There's a lot more to aligning a lathe than I've posted here, I didn't even mention what to do with shims or jacking bolts, scraping ect. if your headstock is missaligned with the lathe ways, but this is getting long enough. Obviously when your getting down to .000? tollerances then EVERYTHING you do has a effect somewhere. If your next part you want to machine on the lathe is a harder material, Different material, Larger depth of cut ect. Then this can and will show up to greater or lesser extent when trying to turn truly parallel. The bench the lathe is bolted to, Method of bolting it down as mentioned by Chris, How to let the lathe compensate for temperature fluctuations ect,ect,ect. Needs to be addressed too. This is why I started this thread because it's a lot more complicated than a lot of people think. Is it nessisary to align a lathe to .000? tollerance? Only the user can make up their own mind about that.

Oh yeah, I forgot to add that I think it's a good idea to test any lathe. If you don't test it then you don't really know just what your actually able to achieve as far as tollerances for any machined part.

Pete


----------



## pete (Jan 17, 2011)

Hm-mm, Over 450 views and nobody wants to add to this. I was hoping I could learn something too. Will have to check this thread when I get back from work in a couple of weeks.

Pete


----------



## ttrikalin (Jan 17, 2011)

Pete,
Most times I use the shave the bar method, as you describe above. 
But a very neat alternative is Rollie's dad method. A lot written on it, so I give links.

igor.chudov.com/manuals/Rollies-Dads-Method-of-Lathe-Alignment.pdf

And if you like video

[ame]www.youtube.com/watch?v=ZaIuHNFIFNw[/ame]


Take care, 

tom in MA


----------



## lazylathe (Jan 17, 2011)

There is a lot of info in this post for me to try and digest!
I hope there is more to come!

A lot to contemplate and figure out.

I can see the ladder in the distance but i am so far from the first rung it is not even funny! ;D

Andrew


----------



## Blogwitch (Jan 18, 2011)

When I refurbed my old Myford ML2 or 3, it was just a matter of slackening the head hold down bolts, and gently tapping the head into correct alignment.

The Atlas on the other hand was brought into alignment using a cold chisel and a file on the guide that sat in the bed channel. By careful manipulation, you gradually 'kicked' the head around until you got it turning perfectly parallel.

When I came to fix a mini lathe, I actually used cooking foil shims on the bedways under the head to achieve the same thing.
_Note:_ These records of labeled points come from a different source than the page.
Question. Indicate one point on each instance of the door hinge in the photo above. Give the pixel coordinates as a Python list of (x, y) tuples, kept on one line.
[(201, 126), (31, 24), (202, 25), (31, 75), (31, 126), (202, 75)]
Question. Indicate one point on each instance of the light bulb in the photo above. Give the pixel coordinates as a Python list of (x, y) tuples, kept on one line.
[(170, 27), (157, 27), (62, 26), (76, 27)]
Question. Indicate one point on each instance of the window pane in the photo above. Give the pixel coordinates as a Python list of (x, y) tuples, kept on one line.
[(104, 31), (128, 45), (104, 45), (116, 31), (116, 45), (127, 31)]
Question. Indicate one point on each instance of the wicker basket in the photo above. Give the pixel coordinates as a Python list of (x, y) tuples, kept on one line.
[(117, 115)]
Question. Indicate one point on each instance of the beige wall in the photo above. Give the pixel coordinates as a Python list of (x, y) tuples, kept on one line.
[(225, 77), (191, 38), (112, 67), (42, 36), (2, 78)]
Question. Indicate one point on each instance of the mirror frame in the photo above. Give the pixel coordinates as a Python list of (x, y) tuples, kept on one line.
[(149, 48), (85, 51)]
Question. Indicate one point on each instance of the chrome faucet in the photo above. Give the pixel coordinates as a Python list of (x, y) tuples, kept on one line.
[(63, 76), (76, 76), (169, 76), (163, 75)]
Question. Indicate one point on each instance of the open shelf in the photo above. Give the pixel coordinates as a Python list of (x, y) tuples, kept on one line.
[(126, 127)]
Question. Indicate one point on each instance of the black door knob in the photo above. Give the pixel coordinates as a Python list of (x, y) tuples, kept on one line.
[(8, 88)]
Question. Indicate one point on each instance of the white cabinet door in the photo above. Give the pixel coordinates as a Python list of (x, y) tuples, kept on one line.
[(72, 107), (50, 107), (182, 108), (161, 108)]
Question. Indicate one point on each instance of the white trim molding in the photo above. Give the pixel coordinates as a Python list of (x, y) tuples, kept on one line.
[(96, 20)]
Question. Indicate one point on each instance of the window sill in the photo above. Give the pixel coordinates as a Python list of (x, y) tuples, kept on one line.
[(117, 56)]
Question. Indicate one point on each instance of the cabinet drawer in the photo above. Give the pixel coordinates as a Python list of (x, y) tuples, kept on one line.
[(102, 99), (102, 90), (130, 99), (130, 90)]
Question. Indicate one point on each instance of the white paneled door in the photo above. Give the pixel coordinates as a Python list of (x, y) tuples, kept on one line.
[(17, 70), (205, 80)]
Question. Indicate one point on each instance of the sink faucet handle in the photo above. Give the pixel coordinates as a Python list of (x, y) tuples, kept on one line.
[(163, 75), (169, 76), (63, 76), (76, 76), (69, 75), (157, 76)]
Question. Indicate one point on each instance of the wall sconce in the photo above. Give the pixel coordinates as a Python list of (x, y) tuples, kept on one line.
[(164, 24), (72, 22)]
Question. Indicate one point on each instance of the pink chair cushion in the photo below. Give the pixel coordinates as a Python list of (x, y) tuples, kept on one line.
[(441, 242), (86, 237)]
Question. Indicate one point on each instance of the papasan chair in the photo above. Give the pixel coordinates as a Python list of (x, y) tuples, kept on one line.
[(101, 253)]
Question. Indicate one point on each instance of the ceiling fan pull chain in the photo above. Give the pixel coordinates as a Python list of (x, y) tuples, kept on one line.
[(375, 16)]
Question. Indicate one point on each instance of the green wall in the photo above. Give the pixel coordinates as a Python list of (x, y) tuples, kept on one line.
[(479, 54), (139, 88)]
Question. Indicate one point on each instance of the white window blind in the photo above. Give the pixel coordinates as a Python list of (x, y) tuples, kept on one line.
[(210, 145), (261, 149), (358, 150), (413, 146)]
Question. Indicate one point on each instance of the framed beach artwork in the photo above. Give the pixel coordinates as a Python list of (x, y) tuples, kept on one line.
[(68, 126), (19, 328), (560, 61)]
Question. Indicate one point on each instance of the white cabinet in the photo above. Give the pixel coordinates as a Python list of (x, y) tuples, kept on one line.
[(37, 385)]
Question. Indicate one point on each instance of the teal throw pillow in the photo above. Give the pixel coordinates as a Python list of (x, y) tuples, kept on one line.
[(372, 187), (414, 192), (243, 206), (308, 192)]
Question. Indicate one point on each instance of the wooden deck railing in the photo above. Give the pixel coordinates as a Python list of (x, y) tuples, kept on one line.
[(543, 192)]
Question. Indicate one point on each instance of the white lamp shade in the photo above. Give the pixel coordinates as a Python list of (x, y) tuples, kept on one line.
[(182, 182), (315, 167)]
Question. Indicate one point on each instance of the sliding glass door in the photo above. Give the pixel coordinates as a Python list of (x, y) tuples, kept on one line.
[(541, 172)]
Bottom part of this post.

http://madmodder.net/index.php?topic=627.msg5193#msg5193

On the new lathe I have now, there are jacking bolts that can be used to kick the geared head around if ever it starts to turn tapered.


Bogs


----------



## lazylathe (Jan 18, 2011)

Thanks Bogs!
I had read through the whole posting on fixing Darren's lathe and it was an excellent read!
That was some amazing work and very logical thinking of how to progress with such a fix!

Andrew


----------



## ChrisB (Jan 18, 2011)

I am very tempted to try out the Rollie's dad method on my Mini Lathe, but rather scared to find out what the results would be. I already know it turns a slight taper, but not knowing a value almost makes it easier to ignore. 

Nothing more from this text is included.